Currency Pair: Any
Forex Indicators: none required
WHAT IS THE INVERTED HAMMER AND HOW DOES IT LOOK LIKE?
The inverted hammer is a single bullish reversal candlestick pattern. Which means if the market is in a downtrend and you see the inverted hammer candlestick forms, there’s a likely chance that the market my start to reverse and head back up.
The inverted hammer is the exact opposite of the shooting star candlestick pattern. The shooting start candlestick pattern is a bearish reversal candlestick pattern.
Now, here’s what an inverted hammer candlestick pattern looks like:
Now, you have to note that the color of the inverted hammer does not matter in this case. It can be green or red, it does not matter as long as this candlestick forms in a downtrend, then that’s considered an inverted hammer.
Now, here’s what an inverted hammer looks like in a market that is in a downtrend. Notice that after the inverted hammer candlestick forms, the market started and uptrend:
SHOULD YOU TRADE ALL THE INVERTED HAMMERS YOU SEE?
The short answer is: no. Do not trade all the inverted hammers you see.
Because in my opinion, the location on the chart where the inverted hammer forms is very important. So what types of location I’m talking about here? Well, I mean such locations as:
- support levels &
- fibonacci retracement levels
Those are the two main things you need to be watching to see if an inverted hammer pattern forms. I would not take a trade if it does not form in any of these two locations.
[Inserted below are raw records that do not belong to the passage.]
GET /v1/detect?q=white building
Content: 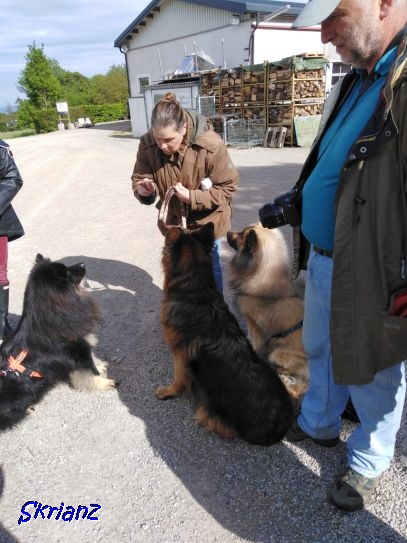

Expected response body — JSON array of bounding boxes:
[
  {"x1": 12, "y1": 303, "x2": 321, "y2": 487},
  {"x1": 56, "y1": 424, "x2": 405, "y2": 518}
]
[{"x1": 114, "y1": 0, "x2": 342, "y2": 137}]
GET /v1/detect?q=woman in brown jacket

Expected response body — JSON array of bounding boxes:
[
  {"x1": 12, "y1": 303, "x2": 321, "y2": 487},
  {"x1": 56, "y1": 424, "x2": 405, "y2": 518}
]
[{"x1": 131, "y1": 93, "x2": 239, "y2": 292}]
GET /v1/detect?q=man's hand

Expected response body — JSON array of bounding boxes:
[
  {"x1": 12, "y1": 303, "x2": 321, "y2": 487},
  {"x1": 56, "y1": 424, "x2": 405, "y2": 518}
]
[
  {"x1": 136, "y1": 177, "x2": 155, "y2": 198},
  {"x1": 174, "y1": 183, "x2": 191, "y2": 204}
]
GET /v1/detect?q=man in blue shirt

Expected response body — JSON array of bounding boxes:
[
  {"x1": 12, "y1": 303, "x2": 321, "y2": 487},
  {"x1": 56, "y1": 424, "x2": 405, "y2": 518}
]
[{"x1": 287, "y1": 0, "x2": 407, "y2": 511}]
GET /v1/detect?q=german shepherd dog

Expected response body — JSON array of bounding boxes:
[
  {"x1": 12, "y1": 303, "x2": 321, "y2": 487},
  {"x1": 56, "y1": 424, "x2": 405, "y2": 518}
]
[
  {"x1": 227, "y1": 223, "x2": 309, "y2": 399},
  {"x1": 155, "y1": 223, "x2": 293, "y2": 445},
  {"x1": 0, "y1": 254, "x2": 116, "y2": 430}
]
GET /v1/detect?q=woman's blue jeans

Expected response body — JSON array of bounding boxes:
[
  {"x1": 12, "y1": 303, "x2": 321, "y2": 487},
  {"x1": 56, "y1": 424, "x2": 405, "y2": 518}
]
[
  {"x1": 212, "y1": 239, "x2": 223, "y2": 294},
  {"x1": 298, "y1": 250, "x2": 406, "y2": 478}
]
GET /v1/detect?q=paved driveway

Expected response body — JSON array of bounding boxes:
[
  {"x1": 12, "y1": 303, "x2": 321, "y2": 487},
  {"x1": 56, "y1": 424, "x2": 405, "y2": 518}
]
[{"x1": 0, "y1": 127, "x2": 407, "y2": 543}]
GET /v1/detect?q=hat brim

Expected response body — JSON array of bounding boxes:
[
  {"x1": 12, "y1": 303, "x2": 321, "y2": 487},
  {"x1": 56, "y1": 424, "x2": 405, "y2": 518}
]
[{"x1": 292, "y1": 0, "x2": 341, "y2": 28}]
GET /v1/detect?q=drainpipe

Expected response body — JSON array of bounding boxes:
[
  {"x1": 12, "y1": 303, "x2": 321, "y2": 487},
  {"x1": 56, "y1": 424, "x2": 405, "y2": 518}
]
[
  {"x1": 119, "y1": 45, "x2": 131, "y2": 119},
  {"x1": 249, "y1": 4, "x2": 291, "y2": 64}
]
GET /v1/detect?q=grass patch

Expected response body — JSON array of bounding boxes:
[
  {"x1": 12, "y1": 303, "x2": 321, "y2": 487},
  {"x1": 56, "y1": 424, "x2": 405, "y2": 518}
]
[{"x1": 0, "y1": 128, "x2": 35, "y2": 140}]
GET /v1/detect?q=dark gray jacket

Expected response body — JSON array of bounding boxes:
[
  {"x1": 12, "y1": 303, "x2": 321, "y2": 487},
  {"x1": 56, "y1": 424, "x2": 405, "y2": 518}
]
[
  {"x1": 0, "y1": 140, "x2": 24, "y2": 241},
  {"x1": 294, "y1": 32, "x2": 407, "y2": 385}
]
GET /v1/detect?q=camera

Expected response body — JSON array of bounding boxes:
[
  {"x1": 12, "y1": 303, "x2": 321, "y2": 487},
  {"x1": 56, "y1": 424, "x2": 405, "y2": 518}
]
[{"x1": 259, "y1": 189, "x2": 301, "y2": 228}]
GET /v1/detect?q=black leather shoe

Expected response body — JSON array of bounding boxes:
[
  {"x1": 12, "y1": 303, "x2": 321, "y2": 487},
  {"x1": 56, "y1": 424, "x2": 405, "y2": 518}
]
[{"x1": 285, "y1": 421, "x2": 339, "y2": 448}]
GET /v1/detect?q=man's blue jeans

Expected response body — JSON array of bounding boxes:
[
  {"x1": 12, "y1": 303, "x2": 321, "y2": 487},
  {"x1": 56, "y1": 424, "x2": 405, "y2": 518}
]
[{"x1": 298, "y1": 250, "x2": 406, "y2": 477}]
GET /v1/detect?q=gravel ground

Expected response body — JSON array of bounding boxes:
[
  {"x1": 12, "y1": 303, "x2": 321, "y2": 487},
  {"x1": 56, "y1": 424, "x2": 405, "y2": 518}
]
[{"x1": 0, "y1": 126, "x2": 407, "y2": 543}]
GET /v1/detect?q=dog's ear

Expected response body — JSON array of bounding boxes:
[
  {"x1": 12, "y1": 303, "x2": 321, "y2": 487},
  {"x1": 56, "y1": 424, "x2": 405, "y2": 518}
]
[
  {"x1": 245, "y1": 229, "x2": 259, "y2": 254},
  {"x1": 226, "y1": 230, "x2": 241, "y2": 251}
]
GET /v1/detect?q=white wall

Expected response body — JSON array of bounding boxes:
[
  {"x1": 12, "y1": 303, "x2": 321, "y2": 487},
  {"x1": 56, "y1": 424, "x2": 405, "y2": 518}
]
[{"x1": 254, "y1": 27, "x2": 326, "y2": 64}]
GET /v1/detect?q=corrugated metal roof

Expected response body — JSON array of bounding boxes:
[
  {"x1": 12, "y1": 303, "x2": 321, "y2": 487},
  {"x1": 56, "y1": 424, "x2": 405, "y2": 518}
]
[{"x1": 114, "y1": 0, "x2": 306, "y2": 47}]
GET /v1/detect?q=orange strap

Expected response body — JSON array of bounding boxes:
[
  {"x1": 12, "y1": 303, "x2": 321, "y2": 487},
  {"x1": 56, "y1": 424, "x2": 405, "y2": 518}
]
[{"x1": 7, "y1": 349, "x2": 42, "y2": 378}]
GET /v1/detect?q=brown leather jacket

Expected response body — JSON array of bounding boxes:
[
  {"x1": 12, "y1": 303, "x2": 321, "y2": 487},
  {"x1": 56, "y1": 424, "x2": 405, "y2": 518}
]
[{"x1": 131, "y1": 111, "x2": 239, "y2": 239}]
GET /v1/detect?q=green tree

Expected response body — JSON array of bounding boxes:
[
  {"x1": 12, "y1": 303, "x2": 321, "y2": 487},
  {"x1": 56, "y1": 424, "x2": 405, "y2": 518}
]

This simply means that not all inverted hammers are created equal. There’s a lot more likely chance of your trade being successful if you take if based on the two levels given above.
INVERTED HAMMER TRADING RULES
- The market must be in a downtrend
- you see an inverted hammer form
- check to see if its forming in an area of support or fibonacci retracment level
- Place a buy stop pending order 1-2 pips above the high of the inverted hammer candlestick
- Place your stop loss order 2-5 pips or more below the low of the inverted hammer candlestick
- For your take profit targets, you can aim for 3 times what your risked or if there’s a previous swing high point nearby, you can use that as your take profit target level but make sure at least that swing high point, if the profit target was to be high has a Risk:Reward of 2 or more.
Here’s an example of a buy trade setup for an inverted hammer pattern which formed on a 38.2 Fibonacci level:
Apply the same technique when you see see an inverted hammer candlestick pattern form on a support level.
ADVANTAGES OF THE INVERTED HAMMER FOREX TRADING STRATEGY
- simple price action trading system with no complicated rules
- and the inverted hammer is a very easy candlestick pattern to pick on your chart
- risk to reward of this forex strategy is really great if the trade works out as anticipated.
DISADVANTAGES OF THE INVERTED HAMMER FOREX TRADING STRATEGY
- sometimes you will notice that even after the inverted hammer forms at a support level (example), there can be 1 or 2 more candlesticks that will form before the market reverses and goes up. So what this can do is trick you into thinking that the inverted hammer buy setup is not valid anymore.
- like all forex trading strategies, not every candlestick pattern based forex trading strategies will give you 100% win rate. You’ve got to expect loses from the forex strategy as well but important thing is manage your trading risk and you’ll do fine.